Ajouter la couleur

Leonid Leiva /

Sur les toits des bâtiments classés et sur les façades, les panneaux photovoltaïques sont quasi inexistants. La raison: l’aspect inapproprié ou peu esthétique des modules bleu-noir. Grâce aux nouvelles technologies de coloration, cela va changer.

Les systèmes photovoltaïques sont de plus en plus répandus sur les biens immobiliers suisses, en particulier sur les toits. Toutefois, des restrictions subsistent, telles que les exigences imposées par la protection des monuments en ce qui concerne l’apparence des modules. Jusqu’à présent, cela a empêché l’installation de modules PV dans de nombreux endroits. Mais avec les nouveaux panneaux de couleur terre cuite développés en Suisse, même les bâtiments classés peuvent désormais être approvisionnés en énergie solaire propre et autoproduite.
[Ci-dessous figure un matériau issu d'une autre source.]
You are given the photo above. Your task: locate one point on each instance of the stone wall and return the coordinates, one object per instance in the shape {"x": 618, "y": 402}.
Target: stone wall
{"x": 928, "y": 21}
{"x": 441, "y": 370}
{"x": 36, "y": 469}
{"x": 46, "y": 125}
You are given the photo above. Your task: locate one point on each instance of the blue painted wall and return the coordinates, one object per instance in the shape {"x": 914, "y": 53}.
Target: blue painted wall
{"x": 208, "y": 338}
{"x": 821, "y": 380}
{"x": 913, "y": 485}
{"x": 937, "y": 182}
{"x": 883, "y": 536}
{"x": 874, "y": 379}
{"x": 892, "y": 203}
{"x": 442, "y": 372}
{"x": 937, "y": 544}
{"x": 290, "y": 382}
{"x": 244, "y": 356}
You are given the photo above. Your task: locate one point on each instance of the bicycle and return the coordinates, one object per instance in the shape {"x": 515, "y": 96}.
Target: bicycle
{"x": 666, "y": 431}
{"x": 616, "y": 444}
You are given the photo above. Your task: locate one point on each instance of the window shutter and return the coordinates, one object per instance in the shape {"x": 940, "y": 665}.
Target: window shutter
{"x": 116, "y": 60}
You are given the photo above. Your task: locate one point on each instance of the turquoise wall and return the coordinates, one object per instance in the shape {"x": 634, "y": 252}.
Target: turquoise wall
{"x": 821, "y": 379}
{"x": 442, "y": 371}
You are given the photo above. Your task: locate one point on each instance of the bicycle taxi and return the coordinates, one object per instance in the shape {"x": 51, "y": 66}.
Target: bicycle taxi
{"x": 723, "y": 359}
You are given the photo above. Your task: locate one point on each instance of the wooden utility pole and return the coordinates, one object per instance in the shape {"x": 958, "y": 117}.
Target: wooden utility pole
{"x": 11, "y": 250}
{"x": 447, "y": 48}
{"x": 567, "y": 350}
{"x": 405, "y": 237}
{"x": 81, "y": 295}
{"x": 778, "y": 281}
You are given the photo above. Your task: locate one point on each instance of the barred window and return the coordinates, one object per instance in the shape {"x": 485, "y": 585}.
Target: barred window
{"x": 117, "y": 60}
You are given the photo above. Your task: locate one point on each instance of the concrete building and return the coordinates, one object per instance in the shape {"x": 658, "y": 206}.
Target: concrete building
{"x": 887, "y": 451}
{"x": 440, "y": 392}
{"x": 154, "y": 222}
Depuis octobre dernier, les premiers systèmes photovoltaïques de ce type ont été mis en service à Ecuvillens, un quartier de la commune de Hauterive dans le canton de Fribourg. Ce produit, qui rappelle l’aspect des tuiles de toiture, a été développé au Centre de recherche du CSEM à Neuchâtel. L’Office fédéral de l’environnement, de la protection de la nature et de la sûreté nucléaire évalue actuellement les performances de l’investissement. C’est un projet phare qui est financé par l’OFEN. En tout état de cause, il est certain que la coloration réduit l’efficacité de la conversion de l’énergie solaire en énergie électrique. L’installation du système profite d’une source d’énergie jusqu’alors inutilisée. Selon un communiqué des chefs de projet, le toit continue cependant d’offrir une valeur ajoutée.
Le cas d’Ecuvillens montre comment la recherche et le développement élargissent actuellement la gamme d’applications du photovoltaïque aux sites protégés. Cependant, l’utilisation de modules PV comme éléments de façade offre un potentiel encore plus grand. Mais le désir
de nombreux constructeurs et architectes d’utiliser les bâtiments pour produire de l’énergie solaire échoue toujours, principalement en raison de l’esthétique insatisfaisante des systèmes photovoltaïques.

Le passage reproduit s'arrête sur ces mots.